Disruption of YAP/TEAD interaction alters transcription. Two-way ANOVA demonstrated that there was a significant effect of gene [F(2, 12) = 23.87, p < 0.0001] but no effect of treatment [F(2, 36) = 1.144, p = 0.3298] or interaction [F(4, 36) = 2.019, p = 0.1124] on expression data from qPCR analysis. Tukey’s multiple comparison’s test a significant decrease in expression of the NADPH dehydrogenase (Dhrs4) (p = 0.0025), transcription factor 7 (Tcf7) (p = 0.0053), and vitamin D receptor (Vdr) (p = 0.0001) genes in untreated STHdh^Q7/Q7 cells (light grey) compared to untreated STHdh^Q111/Q111 cells (black; n = 5).
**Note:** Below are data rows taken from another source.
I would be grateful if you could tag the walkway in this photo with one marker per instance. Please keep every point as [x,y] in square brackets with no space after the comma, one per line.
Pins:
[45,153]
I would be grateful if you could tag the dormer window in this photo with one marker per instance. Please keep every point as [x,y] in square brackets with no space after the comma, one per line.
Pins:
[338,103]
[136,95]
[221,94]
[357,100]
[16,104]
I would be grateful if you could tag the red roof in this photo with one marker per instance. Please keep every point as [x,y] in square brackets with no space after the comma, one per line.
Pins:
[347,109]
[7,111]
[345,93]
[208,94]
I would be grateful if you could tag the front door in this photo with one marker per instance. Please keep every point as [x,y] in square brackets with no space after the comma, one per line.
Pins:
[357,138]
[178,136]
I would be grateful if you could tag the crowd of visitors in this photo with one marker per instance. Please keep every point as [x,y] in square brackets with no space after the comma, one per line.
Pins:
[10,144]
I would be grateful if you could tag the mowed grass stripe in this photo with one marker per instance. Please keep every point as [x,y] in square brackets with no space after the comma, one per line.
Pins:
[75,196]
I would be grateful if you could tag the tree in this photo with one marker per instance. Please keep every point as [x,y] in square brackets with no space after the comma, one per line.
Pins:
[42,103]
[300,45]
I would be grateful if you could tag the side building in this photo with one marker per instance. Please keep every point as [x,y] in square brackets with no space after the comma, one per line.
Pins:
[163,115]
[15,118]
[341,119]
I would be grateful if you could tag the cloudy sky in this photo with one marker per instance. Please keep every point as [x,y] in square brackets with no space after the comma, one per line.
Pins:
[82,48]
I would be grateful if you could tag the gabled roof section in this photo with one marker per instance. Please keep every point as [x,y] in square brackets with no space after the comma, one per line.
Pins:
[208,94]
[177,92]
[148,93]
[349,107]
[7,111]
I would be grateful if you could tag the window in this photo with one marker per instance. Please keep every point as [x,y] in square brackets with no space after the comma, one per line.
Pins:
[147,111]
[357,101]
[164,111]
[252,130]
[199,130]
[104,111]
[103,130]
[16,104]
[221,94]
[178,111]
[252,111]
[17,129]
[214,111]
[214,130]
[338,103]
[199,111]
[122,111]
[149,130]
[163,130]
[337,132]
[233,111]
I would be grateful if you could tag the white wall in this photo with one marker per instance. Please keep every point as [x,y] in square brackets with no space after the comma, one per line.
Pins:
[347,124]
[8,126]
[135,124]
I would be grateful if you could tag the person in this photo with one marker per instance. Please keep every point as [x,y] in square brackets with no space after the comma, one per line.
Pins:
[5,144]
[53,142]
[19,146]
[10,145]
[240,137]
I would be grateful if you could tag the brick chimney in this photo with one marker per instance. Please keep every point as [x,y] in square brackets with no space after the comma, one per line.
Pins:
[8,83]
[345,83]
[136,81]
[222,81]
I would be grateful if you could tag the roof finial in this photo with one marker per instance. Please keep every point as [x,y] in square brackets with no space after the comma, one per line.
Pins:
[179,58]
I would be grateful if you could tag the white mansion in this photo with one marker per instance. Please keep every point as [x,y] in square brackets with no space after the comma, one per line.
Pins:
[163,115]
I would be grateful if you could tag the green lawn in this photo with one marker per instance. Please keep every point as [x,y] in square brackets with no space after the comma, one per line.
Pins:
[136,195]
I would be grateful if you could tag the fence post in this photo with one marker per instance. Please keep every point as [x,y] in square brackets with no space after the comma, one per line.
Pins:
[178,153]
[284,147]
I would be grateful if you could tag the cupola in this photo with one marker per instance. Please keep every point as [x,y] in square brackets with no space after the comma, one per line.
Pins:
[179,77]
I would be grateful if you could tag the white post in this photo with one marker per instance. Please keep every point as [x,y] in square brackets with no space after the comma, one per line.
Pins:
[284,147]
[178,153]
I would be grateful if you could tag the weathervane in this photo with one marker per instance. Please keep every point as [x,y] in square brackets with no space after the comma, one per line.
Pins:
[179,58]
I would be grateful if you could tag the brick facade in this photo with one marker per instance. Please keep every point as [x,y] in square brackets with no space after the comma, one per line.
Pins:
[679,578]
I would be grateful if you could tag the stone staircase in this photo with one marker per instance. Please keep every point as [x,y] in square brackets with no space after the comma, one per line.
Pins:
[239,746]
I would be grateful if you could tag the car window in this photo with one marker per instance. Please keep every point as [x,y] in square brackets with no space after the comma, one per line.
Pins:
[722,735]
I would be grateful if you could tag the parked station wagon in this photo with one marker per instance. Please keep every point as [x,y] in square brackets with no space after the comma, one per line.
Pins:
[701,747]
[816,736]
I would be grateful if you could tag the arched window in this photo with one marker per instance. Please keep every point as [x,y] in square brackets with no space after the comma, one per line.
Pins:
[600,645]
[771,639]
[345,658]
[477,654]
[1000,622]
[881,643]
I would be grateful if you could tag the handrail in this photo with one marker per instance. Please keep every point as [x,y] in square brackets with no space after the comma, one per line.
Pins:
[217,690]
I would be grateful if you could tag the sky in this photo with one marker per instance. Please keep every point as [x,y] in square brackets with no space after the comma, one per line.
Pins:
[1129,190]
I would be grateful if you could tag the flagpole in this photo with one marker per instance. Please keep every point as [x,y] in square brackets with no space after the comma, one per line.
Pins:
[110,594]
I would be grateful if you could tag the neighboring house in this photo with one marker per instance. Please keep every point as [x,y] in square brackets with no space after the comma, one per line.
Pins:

In addition, verteporfin treatment (10 mM, 24 hours) in STHdh^Q7/Q7 cells (red; n = 5) also significantly decreased Vdr expression (p < 0.0001, Tukey’s post-hoc test) and produced a trend towards a decrease in Tcf7 expression (p = 0.1537, Tukey’s post-hoc test) compared to untreated STHdh^Q7/Q7 cells. However, verteporfin treatment did not affect Dhrs4 (p = 0.3535, Tukey’s post-hoc test) expression in STHdh^Q7/Q7 cells. Data are presented as median and min-max values. **p < 0.01, **p < 0.001, ****p < 0.0001.